Cette foi de Marie sera donnée à ceux et celles qui se confient à elle. Le
Magnificat est le cantique des croyants. « L'âme de la Sainte Vierge se
communiquera à vous pour glorifier le Seigneur; son esprit entrera en la place
du vôtre pour se réjouir en Dieu, son salutaire, pourvu que vous vous rendiez
fidèles aux pratiques de cette dévotion… Que l'âme de Marie soit en chacun pour
y glorifier le Seigneur; que l'esprit de Marie soit en chacun, pour s'y réjouir
en Dieu » (217).
Se connaître soi-même
Ici Montfort consacre à peine une phrase à la dernière pratique qu’il
conseille à ceux qui veulent s’associer au Seigneur, précédemment il l’a
développé longuement (cf. 78-82 et 87-88). Tirés du contexte, aujourd’hui comme
il y a 300 ans, plusieurs s’indigneraient en lisant ces quelques mots:
« Les fidèles serviteurs de Marie doivent beaucoup mépriser, haïr et fuir
le monde corrompu, et se servir des pratiques de mépris du monde que nous avons
données dans la première partie ce cet écrit » (256). Il s’agit du choix
fondamental auquel Jésus réfère quand il dit qu’on ne peut servir deux maîtres.

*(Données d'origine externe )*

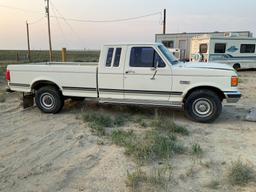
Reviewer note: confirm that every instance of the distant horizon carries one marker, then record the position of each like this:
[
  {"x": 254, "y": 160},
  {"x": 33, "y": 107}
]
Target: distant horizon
[{"x": 80, "y": 25}]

Une bonne dose de connaissance de soi-même est une sagesse précieuse, pensons par
exemple à la parabole du pharisien et du publicain.
Ainsi notre auteur termine la
série des pratiques extérieures ‘qu’il ne faut pas omettre par négligence
ou par mépris’, ajoute-t-il. La vraie foi demande de la pratique.